Prestigious groups have also recognized Basch for his efforts. In March 2017, he was recognized by The Explorers Club. He received the organization’s “Citation of Merit,” awarded for “outstanding feats of exploration” or services to the group. The Explorers Club was founded in 1905 to promote exploration and scientific fieldwork. Over the years, it has counted among its members Robert E. Peary and Neil Armstrong.
“This is not ego from my standpoint,” Basch said, explaining that the award helps further the Himalayan Stove Project’s ability to succeed. “It helps visibility and promotion.”
The Himalayan Stove Project counts among its sponsors the athletic clothing brand Adidas, as well as the outdoor outfitting companies Kahtoola, Osprey and Hilleberg.
In 2015, Basch started a carbon offset program that sells carbon credits generated by Envirofit to open up another channel of funding for the Himalayan Stove Project. The credits are certified by Gold Standard, a carbon credit monitoring organization that works with the United Nations Climate Change Secretariat to regulate the carbon offset industry.
“This becomes another source of revenue for us and help for the planet,” Basch said, characterizing the program as a win-win deal.
Climate change caveats
While clean cookstoves can make a huge health impact on the lives of Himalayans, their impact on climate change may be more limited. Given Himalayan culture’s proclivity to burn yak dung for fuel, glacial melting in the region may be an inevitable result, regardless of the type of stove used.
A study published in 2015 in the climate science journal Atmospheric Environment found that Tibetan households that had installed clean cookstoves and chimneys were still exposed to significant household air pollution. Though the study only surveyed 23 households, its results still complicate the issue and emphasize how difficult it is for nongovernmental organizations to change unhealthy – but sometimes necessary – lifestyle habits, such as closing windows to save fuel and stay warm.
Moreover, the ubiquitous use of yak dung as heating and cooking fuel in the Himalayas is still a cause for concern regardless if a cookstove is old-fashioned or modern. Burning yak dung creates black carbon, a significant greenhouse gas, which in turn has dramatic climate effects on Himalayan glaciers. A 2010 study published by the University of California’s Lawrence Berkeley National Laboratory suggested that 30 percent of glacial decline in the region was attributed to black carbon emissions.
“Yak dung is certainly a secondary, less desirable fuel [compared with] wood,” Basch said, but noted that more efficient stoves would definitely be an improvement over the situation at hand. “It’s not helping the environment, but it’s hurting it less.
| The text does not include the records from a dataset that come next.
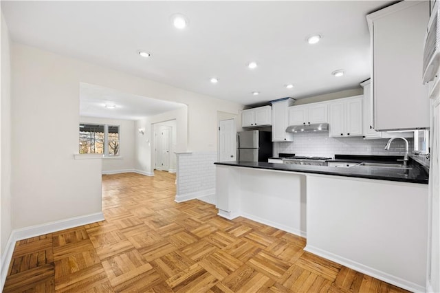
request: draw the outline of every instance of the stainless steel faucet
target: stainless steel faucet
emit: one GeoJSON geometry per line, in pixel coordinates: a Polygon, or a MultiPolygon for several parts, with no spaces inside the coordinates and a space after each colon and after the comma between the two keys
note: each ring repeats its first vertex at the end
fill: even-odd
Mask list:
{"type": "Polygon", "coordinates": [[[404,161],[404,166],[406,166],[408,165],[408,152],[409,149],[409,144],[408,143],[408,140],[406,140],[406,138],[402,138],[400,136],[398,136],[397,138],[390,138],[390,140],[388,141],[388,142],[386,143],[386,145],[385,146],[385,149],[387,151],[389,150],[390,145],[391,145],[391,142],[393,142],[393,140],[397,140],[397,138],[402,139],[405,141],[405,155],[404,157],[403,161],[404,161]]]}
It’s a tough [situation] to dance around.”
“A cleaner stove will help for sure,” Kip Patrick said, the director of global communications for the Global Alliance for Clean Cookstoves. “We’re talking about changing the way people have cooked for their whole lives.”
Perhaps one of the most immediate boons of introducing clean cookstoves is that of female empowerment. Women who once had to spend more time searching for wood and other fuels will have more time to themselves.
“George is 80 years old now and he took this on at 72,” Jones said, noting that the Himalayan Stove Project was approaching a critical juncture that will determine whether the project will be able to continue for years to come. “Every small nonprofit has to make a transition,” Jones added. “You have to go from one man with a bright idea and create a bigger team.”
Basch stated that he’s looking for a team of successors: “The goal is to continue to take advantage of the momentum that we have, increasing the volume and developing a team and staff that can take over.”